3.1.1. Origin and Nature of Data

The dataset collects real transactional information (anonymized) that combines three critical dimensions of the business: Sales, Logistics and Finance. Unlike synthetic datasets, this file has the inherent imperfections and complexity of the real world, making it an ideal candidate for training robust machine learning models.

The volume of data amounts to approximately 180,000 transactional records. Each row in the dataset represents an item within a purchase order, providing a fine granularity that allows behavior to be analyzed not only by order, but by specific product.

3.1.2. Dictionary of Variables (Main Characteristics)

The original structure of the dataset stands out for its high dimensionality (more than 50 columns). For the purposes of this study, the variables have been categorized into four functional groups:

  1. Temporal and Logistic Variables: They are the core of the predictive model. They include order and shipping dates, as well as modes of transport (Standard Class, First Class, Second Class, Same Day, etc…).
  2. Geographical Variables: Detailed information on the topology of the supply network. It includes both the origin (country/city of the warehouse) and the destination of the customer (Order Country, Order Region, Order City, etc…).
  3. Product and Business Variables: Attributes that describe what is moving. It includes Category Name (Electronics, Sports, etc.), product price and customer segment (Consumer, Corporate, Home Office).
  4. Target Variable: The dataset includes the Late_delivery_risk field, a binary variable:
  • 0: Shipment on time.
  • 1: Delayed shipment.

3.2. Exploratory Data Analysis (EDA)

Exploratory Data Analysis (EDA) is the critical phase of understanding the problem. Before submitting the information to any algorithm, a descriptive and visual statistical study was carried out on the 180,519 records that make up the dataset, with the aim of identifying patterns, anomalies and determining factors of the delay.

The following are the four main findings that defined the post-modeling strategy.

3.2.1. Balance of Classes and Dataset Health

The first step was to evaluate the distribution of the target variable (Late_delivery_risk). A severe imbalance would have required synthetic resampling techniques, but the analysis revealed a favorable scenario for machine learning:

  • Global Delay Rate: 54.8% of registered orders suffered some type of delay.
  • Conclusion: The dataset is considered technically balanced (close to 50/50 ratio). This validates the use of the Accuracy metric as a reliable indicator and eliminates the need to apply oversampling techniques (such as SMOTE) in the pre-processing phase.
Illustration 7: EDA — Dist. AND (Delays)

3.2.2. Temporal Impact: The “Lag Gap”

The Days_Difference variable (difference between the scheduled date and the actual delivery date) was analyzed to quantify the operational impact. The results show a significant divergence:

  • Delayed Shipments: They present an average deviation of +1.62 days from the promised date.
  • On-Time Shipments: They arrive with an average advance of -0.71 days.
  • Real Impact: In terms of customer experience, a delay is not just a binary breach, but adds an additional 2.33 days of average wait compared to a successful shipment.

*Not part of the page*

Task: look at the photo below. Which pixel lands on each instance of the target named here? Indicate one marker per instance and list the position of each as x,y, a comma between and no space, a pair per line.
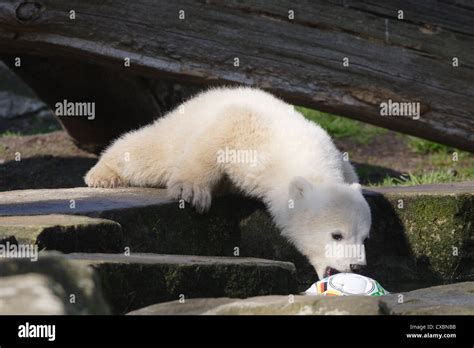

3.2.3. Analysis by Mode of Submission: The “First Class” Paradox

One of the most counterintuitive and revealing findings of the study came from segmenting risk by shipping mode. Contrary to business logic, the most expensive service is the one with the highest risk of failure:

  • First Class: Showed a critical delay rate of 95.3%.
  • Standard Class: In contrast, the standard service turned out to be the most reliable, with a delay rate of only 38.1%.

This apparently contradictory phenomenon finds its justification in the theory of operational variability management. According to Christopher (2016), the reliability of a logistics system depends on its ability to absorb uncertainty through time margins.

The analysis suggests that the First Class mode operates with such tight delivery windows (low clearance) that it lacks the resilience to absorb the natural stochastic deviations of transport. Any minor incident, which in Standard mode would be absorbed by the safety margin of the delivery promise, results here in an immediate delay penalty.

Illustration 8: EDA — Delay Rate by Shipping Method

3.2.4. Geographical Factors

The geographic analysis made it possible to identify “hot spots” in the global supply chain. Of the 23 regions analyzed, Central Africa stood out as the most problematic, with an incidence rate of 58.0%, suggesting local logistical complexities that the model must learn to penalize.

Illustration 9: EDA — Geographic Region by Lag Rate

3.3. Preprocessing and Cleansing: Ensuring Data Integrity

The quality of a predictive model is intrinsically linked to the quality of the data that feeds it. After the exploratory analysis, a rigorous preprocessing phase was executed to transform the original dataset into a numerical matrix suitable for the training of the Random Forest algorithm.

This stage was structured in three fundamental interventions: the prevention of information leakage, the coding of variables and the elimination of noise.

3.3.1. Prevention of “Data Leakage”

The most important methodological challenge of this project was to guarantee the temporal honesty of the prediction. The original dataset contains variables that report a posteriori on the result of the shipment. Including these variables in training would have generated artificially perfect metrics (leak overfitting), but a useless model in reality.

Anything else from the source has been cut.